In transportation insurance, vehicle-related technology promises accident avoidance and eventually autonomous vehicles, but with increased repair costs. Meanwhile, distracted driving, increased traffic congestion, the propagation of all manner of shared bikes and scooters, and the combined effect of a material shortage in the supply of commercial drivers with the increased demand caused by Amazon Prime, UberEats, etc., have all resulted in spikes in claim frequency and severity.
In property insurance, catastrophes continue to rule the day. Unprecedented hurricanes were seen in areas of the Atlantic this season as the impacts of previous storms in Florida and Puerto Rico are still being handled. California wildfires and related power outages and air quality concerns are impacting millions of lives. Even unusually heavy early snowfalls and strong tornadoes are proving newsworthy and changing preconceived notions in both property and crop insurance.
There are also fundamental shifts in how we work that have insurance implications. The gig economy continues to grow; however, several court cases and new legislation in California may well result in the reclassification of independent contractors as employees. This impacts insurance coverages such as employee benefits, workers compensation, employment practices liability and wage and hour liability. Many industries are seeing the impact of technology on the workforce. For some, technology makes certain employees obsolete.
In many industries, however, partnerships between technology and humans are creating new jobs. The impact of alternate work arrangements and shared work spaces, such as WeWork, continues to expand. This can be attributed in part to addressing employee satisfaction and how people want to work. The need for brick-and-mortar offices is diminishing in some industries as remote work is proving effective. However, the challenges of cyber-security and employee management in a remote work culture present challenges as well. In addition, a recent study showed that a four-day work week actually increased productivity.

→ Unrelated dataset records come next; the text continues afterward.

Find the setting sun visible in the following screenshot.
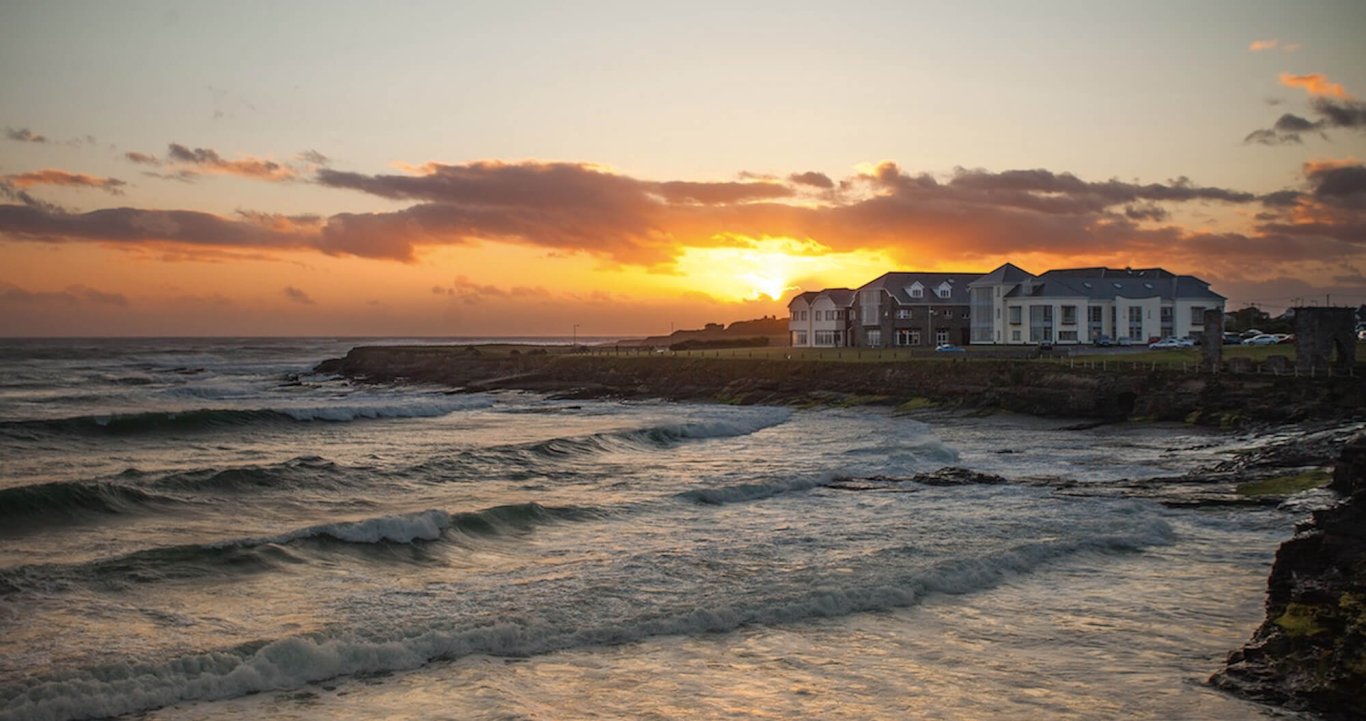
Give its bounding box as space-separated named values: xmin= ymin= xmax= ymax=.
xmin=675 ymin=236 xmax=889 ymax=302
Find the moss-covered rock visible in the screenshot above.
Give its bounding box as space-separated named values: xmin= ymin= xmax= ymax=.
xmin=1210 ymin=436 xmax=1366 ymax=718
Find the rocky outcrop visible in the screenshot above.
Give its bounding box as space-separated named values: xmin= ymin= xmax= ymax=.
xmin=1210 ymin=436 xmax=1366 ymax=720
xmin=318 ymin=345 xmax=1366 ymax=426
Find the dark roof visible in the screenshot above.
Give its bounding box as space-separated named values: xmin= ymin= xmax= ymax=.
xmin=859 ymin=273 xmax=982 ymax=306
xmin=817 ymin=288 xmax=854 ymax=307
xmin=1040 ymin=268 xmax=1176 ymax=280
xmin=1005 ymin=270 xmax=1224 ymax=300
xmin=971 ymin=264 xmax=1034 ymax=285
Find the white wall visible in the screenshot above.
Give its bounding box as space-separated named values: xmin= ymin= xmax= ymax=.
xmin=787 ymin=298 xmax=813 ymax=347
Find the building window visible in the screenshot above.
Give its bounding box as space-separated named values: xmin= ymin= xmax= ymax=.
xmin=896 ymin=329 xmax=921 ymax=347
xmin=859 ymin=291 xmax=877 ymax=325
xmin=1029 ymin=305 xmax=1053 ymax=343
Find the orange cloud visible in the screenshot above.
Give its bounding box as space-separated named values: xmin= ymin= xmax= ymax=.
xmin=0 ymin=169 xmax=127 ymax=195
xmin=1280 ymin=72 xmax=1350 ymax=100
xmin=0 ymin=161 xmax=1366 ymax=289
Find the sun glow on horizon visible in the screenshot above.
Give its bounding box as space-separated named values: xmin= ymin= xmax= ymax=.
xmin=675 ymin=236 xmax=889 ymax=302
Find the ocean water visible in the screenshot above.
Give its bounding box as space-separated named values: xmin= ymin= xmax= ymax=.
xmin=0 ymin=339 xmax=1296 ymax=720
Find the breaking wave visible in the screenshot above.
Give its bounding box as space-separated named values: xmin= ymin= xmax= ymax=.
xmin=0 ymin=396 xmax=493 ymax=436
xmin=0 ymin=481 xmax=179 ymax=535
xmin=0 ymin=503 xmax=602 ymax=593
xmin=0 ymin=520 xmax=1172 ymax=721
xmin=522 ymin=408 xmax=792 ymax=457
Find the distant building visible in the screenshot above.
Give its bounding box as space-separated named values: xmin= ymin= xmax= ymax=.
xmin=788 ymin=264 xmax=1225 ymax=348
xmin=851 ymin=273 xmax=981 ymax=348
xmin=973 ymin=264 xmax=1225 ymax=345
xmin=787 ymin=288 xmax=854 ymax=348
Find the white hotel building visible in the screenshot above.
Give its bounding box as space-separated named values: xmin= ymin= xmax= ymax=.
xmin=788 ymin=264 xmax=1225 ymax=347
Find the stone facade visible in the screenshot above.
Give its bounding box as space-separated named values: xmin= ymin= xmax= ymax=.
xmin=1295 ymin=307 xmax=1356 ymax=373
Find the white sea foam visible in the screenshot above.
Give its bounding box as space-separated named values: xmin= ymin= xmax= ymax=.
xmin=0 ymin=519 xmax=1172 ymax=721
xmin=679 ymin=474 xmax=835 ymax=505
xmin=270 ymin=395 xmax=493 ymax=422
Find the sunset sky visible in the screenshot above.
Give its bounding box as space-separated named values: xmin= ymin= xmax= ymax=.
xmin=0 ymin=0 xmax=1366 ymax=336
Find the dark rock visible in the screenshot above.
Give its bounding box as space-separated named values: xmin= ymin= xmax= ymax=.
xmin=1210 ymin=436 xmax=1366 ymax=718
xmin=316 ymin=345 xmax=1366 ymax=427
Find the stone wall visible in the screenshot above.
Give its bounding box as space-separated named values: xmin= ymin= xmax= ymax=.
xmin=1295 ymin=307 xmax=1356 ymax=373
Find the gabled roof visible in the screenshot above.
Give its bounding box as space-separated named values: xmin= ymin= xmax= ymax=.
xmin=859 ymin=273 xmax=982 ymax=305
xmin=971 ymin=264 xmax=1034 ymax=285
xmin=817 ymin=288 xmax=855 ymax=307
xmin=1005 ymin=269 xmax=1224 ymax=300
xmin=1040 ymin=266 xmax=1176 ymax=280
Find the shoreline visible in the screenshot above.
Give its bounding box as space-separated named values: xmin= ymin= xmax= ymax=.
xmin=316 ymin=347 xmax=1366 ymax=720
xmin=314 ymin=345 xmax=1366 ymax=427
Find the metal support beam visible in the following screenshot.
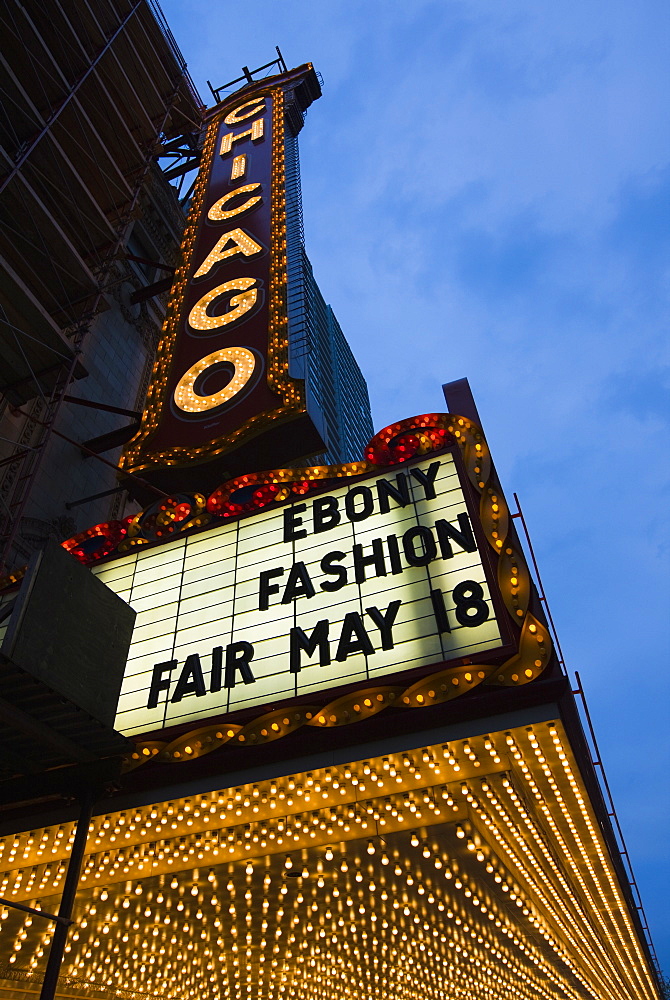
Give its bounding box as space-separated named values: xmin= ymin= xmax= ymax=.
xmin=0 ymin=0 xmax=142 ymax=194
xmin=40 ymin=791 xmax=95 ymax=1000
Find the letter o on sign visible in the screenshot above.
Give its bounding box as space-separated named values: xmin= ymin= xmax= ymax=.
xmin=174 ymin=347 xmax=259 ymax=414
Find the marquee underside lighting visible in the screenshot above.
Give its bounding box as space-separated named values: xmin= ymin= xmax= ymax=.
xmin=0 ymin=719 xmax=656 ymax=1000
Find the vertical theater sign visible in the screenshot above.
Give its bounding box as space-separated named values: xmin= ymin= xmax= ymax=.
xmin=0 ymin=58 xmax=660 ymax=1000
xmin=122 ymin=65 xmax=324 ymax=489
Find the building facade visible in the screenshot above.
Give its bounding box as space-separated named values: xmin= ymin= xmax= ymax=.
xmin=0 ymin=0 xmax=372 ymax=571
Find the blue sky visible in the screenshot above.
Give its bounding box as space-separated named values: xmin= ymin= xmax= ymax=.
xmin=163 ymin=0 xmax=670 ymax=972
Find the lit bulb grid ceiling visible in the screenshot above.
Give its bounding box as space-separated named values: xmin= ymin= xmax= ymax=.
xmin=0 ymin=721 xmax=657 ymax=1000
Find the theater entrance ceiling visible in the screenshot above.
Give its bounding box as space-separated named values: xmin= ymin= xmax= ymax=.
xmin=0 ymin=721 xmax=657 ymax=1000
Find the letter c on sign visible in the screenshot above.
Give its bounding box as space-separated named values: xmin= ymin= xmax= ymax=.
xmin=188 ymin=278 xmax=258 ymax=330
xmin=223 ymin=97 xmax=265 ymax=125
xmin=174 ymin=347 xmax=258 ymax=413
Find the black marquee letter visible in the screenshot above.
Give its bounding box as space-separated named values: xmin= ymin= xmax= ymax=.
xmin=365 ymin=601 xmax=402 ymax=649
xmin=224 ymin=639 xmax=256 ymax=688
xmin=258 ymin=566 xmax=284 ymax=611
xmin=290 ymin=618 xmax=330 ymax=674
xmin=170 ymin=653 xmax=207 ymax=704
xmin=335 ymin=611 xmax=375 ymax=662
xmin=435 ymin=514 xmax=477 ymax=559
xmin=319 ymin=551 xmax=347 ymax=591
xmin=344 ymin=486 xmax=375 ymax=521
xmin=284 ymin=503 xmax=307 ymax=542
xmin=377 ymin=472 xmax=410 ymax=514
xmin=402 ymin=524 xmax=437 ymax=566
xmin=147 ymin=660 xmax=177 ymax=708
xmin=312 ymin=497 xmax=342 ymax=534
xmin=281 ymin=562 xmax=314 ymax=604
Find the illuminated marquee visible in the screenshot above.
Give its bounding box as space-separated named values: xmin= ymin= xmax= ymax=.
xmin=93 ymin=454 xmax=505 ymax=734
xmin=122 ymin=65 xmax=323 ymax=490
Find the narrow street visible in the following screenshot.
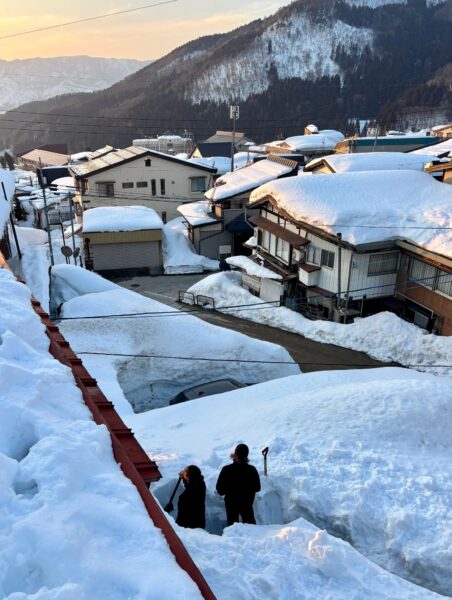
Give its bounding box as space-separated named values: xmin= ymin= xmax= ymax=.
xmin=109 ymin=273 xmax=393 ymax=373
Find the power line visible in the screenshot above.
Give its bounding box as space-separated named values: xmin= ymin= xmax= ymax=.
xmin=74 ymin=350 xmax=452 ymax=369
xmin=0 ymin=0 xmax=179 ymax=40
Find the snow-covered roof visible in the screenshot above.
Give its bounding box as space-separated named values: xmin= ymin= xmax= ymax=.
xmin=83 ymin=206 xmax=163 ymax=233
xmin=0 ymin=269 xmax=200 ymax=600
xmin=250 ymin=171 xmax=452 ymax=256
xmin=410 ymin=138 xmax=452 ymax=157
xmin=177 ymin=200 xmax=217 ymax=227
xmin=204 ymin=159 xmax=293 ymax=201
xmin=268 ymin=129 xmax=345 ymax=152
xmin=226 ymin=256 xmax=282 ymax=279
xmin=0 ymin=169 xmax=16 ymax=230
xmin=305 ymin=152 xmax=432 ymax=173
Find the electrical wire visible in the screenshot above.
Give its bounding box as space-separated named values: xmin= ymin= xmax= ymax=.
xmin=74 ymin=350 xmax=452 ymax=369
xmin=0 ymin=0 xmax=179 ymax=40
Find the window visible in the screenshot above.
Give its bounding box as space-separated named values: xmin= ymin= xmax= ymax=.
xmin=190 ymin=177 xmax=207 ymax=192
xmin=308 ymin=244 xmax=320 ymax=265
xmin=367 ymin=252 xmax=399 ymax=276
xmin=96 ymin=181 xmax=115 ymax=198
xmin=259 ymin=229 xmax=270 ymax=251
xmin=320 ymin=250 xmax=334 ymax=269
xmin=436 ymin=271 xmax=452 ymax=296
xmin=410 ymin=259 xmax=436 ymax=288
xmin=276 ymin=238 xmax=290 ymax=263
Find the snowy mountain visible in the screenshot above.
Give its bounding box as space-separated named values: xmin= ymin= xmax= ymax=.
xmin=0 ymin=0 xmax=452 ymax=150
xmin=0 ymin=56 xmax=150 ymax=112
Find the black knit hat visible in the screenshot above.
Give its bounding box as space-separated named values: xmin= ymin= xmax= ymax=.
xmin=234 ymin=444 xmax=250 ymax=460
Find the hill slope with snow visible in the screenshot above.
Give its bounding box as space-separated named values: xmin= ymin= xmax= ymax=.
xmin=0 ymin=56 xmax=150 ymax=112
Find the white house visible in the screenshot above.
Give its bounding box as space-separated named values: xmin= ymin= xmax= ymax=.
xmin=70 ymin=146 xmax=216 ymax=221
xmin=250 ymin=171 xmax=452 ymax=334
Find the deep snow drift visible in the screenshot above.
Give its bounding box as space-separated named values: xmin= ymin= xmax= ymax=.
xmin=188 ymin=270 xmax=452 ymax=375
xmin=0 ymin=269 xmax=200 ymax=600
xmin=163 ymin=217 xmax=219 ymax=275
xmin=127 ymin=368 xmax=452 ymax=600
xmin=52 ymin=265 xmax=300 ymax=414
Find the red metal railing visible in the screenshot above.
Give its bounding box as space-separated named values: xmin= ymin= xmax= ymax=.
xmin=0 ymin=253 xmax=216 ymax=600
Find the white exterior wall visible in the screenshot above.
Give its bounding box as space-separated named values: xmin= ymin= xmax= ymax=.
xmin=78 ymin=156 xmax=212 ymax=221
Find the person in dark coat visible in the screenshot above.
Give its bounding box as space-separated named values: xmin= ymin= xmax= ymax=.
xmin=217 ymin=444 xmax=261 ymax=525
xmin=176 ymin=465 xmax=206 ymax=529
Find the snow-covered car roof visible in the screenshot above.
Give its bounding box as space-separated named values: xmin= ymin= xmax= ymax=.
xmin=83 ymin=206 xmax=163 ymax=233
xmin=250 ymin=170 xmax=452 ymax=256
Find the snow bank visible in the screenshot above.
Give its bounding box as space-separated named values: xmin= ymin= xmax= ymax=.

Another phenomenon impacting liability insurance is the expanding use of litigation financing. Investors are increasingly willing to finance upfront expenses, such as research and expert witnesses, necessary to pursue class actions, birth injuries and other lawsuits with large potential damages, in exchange for a share of plaintiffs’ awards. This additional financial backing for lawsuits can be viewed as enabling the lottery culture and shifting the balance of power between plaintiffs and defense attorneys. This imbalance in the equilibrium in the US tort system is evidenced not only by several specific, large, high-profile awards, but also in broader increases in number and size of large-claims awards.
We are faced with a tremendous variety of risks in the coming year. Will there be a liberal democratic landslide or will we have four more years of President Trump? Will we have a recession? Will changes to the healthcare industry continue? To what brave new world will technology lead us — Star Trek, The Jetsons, The Matrix or The Terminator?
What do we know with certainty? There will be change and the unexpected will happen. There will be volatility in politics, markets and societies. There will be risks. Importantly and just as certainly, captive insurance companies will be there to assess, manage, control and finance that risk.